When I was asked to take part in the blog tour for Maria In The Moon, I literally couldn’t reply fast enough to say YES! Having absolutely loved Louise Beech’s The Mountain in My Shoe (read my review here) I couldn’t wait to read her next book.
Maria in the Moon tells us about Catherine, a lonely thirty something whose home was recently flooded, she works nights in a care home and spends her spare time volunteering at the flood crisis phoneline. Happy to focus on the needs and problems of others she works hard not to think of her own, but it becomes clear that Catherine’s past is quickly catching up on her and that she is going to have to face it.
Maria In The Moon is a book that is slow and steady, yet the storyline is engaging and I couldn’t help but love Catherine and root for her to find her way through her troubles and out the other side. I absolutely loved the relationship that Catherine had with her step mother, it was brilliantly done and added some humour to the story. Catherine’s story was not always easy to read, but it was somehow quite beautiful.
I shouldn’t be surprised really, Louise Beech has an amazing way of writing, her characters are wonderfully written and she is one author that could write a shopping list and I’d still want to read it.

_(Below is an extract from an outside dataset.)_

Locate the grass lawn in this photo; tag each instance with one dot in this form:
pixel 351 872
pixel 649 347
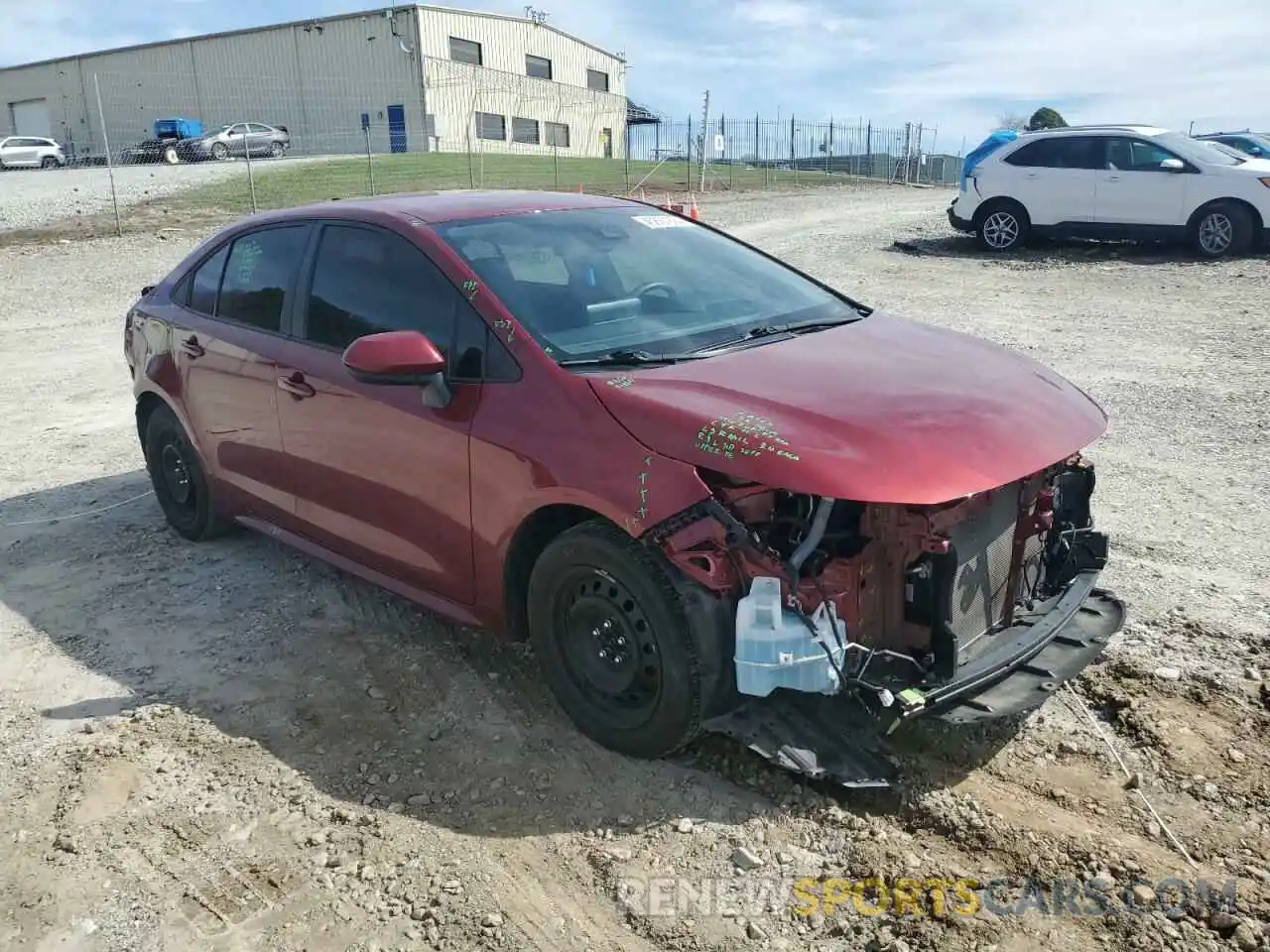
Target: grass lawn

Long ago my beloved Nanny Eve chose my name. Then one day she stopped calling me it. I try now to remember why, but I just can’t.’
Thirty-one-year-old Catherine Hope has a great memory. But she can’t remember everything. She can’t remember her ninth year. She can’t remember when her insomnia started. And she can’t remember why everyone stopped calling her Catherine-Maria. With a promiscuous past, and licking her wounds after a painful breakup, Catherine wonders why she resists anything approaching real love. But when she loses her home to the deluge of 2007 and volunteers at Flood Crisis, a devastating memory emerges … and changes everything. Dark, poignant and deeply moving, Maria in the Moon is an examination of the nature of memory and truth, and the defences we build to protect ourselves, when we can no longer hide…
About The Author:
Louise Beech has always been haunted by the sea. She regularly writes travel pieces for the Hull Daily Mail, where she was a columnist for ten years. Her short fiction has won the Glass Woman Prize, the Eric Hoffer Award for Prose, and the Aesthetica Creative Works competition, as well as shortlisting for the Bridport Prize twice and being published in a variety of UK magazines. Louise lives with her husband and children on the outskirts of Hull – the UK’s 2017 City of Culture – and loves her job as a Front of House Usher at Hull Truck Theatre, where her first play was performed in 2012. She was also part of the Mums’ Army on Lizzie and Carl’s BBC Radio Humberside Breakfast Show for three years.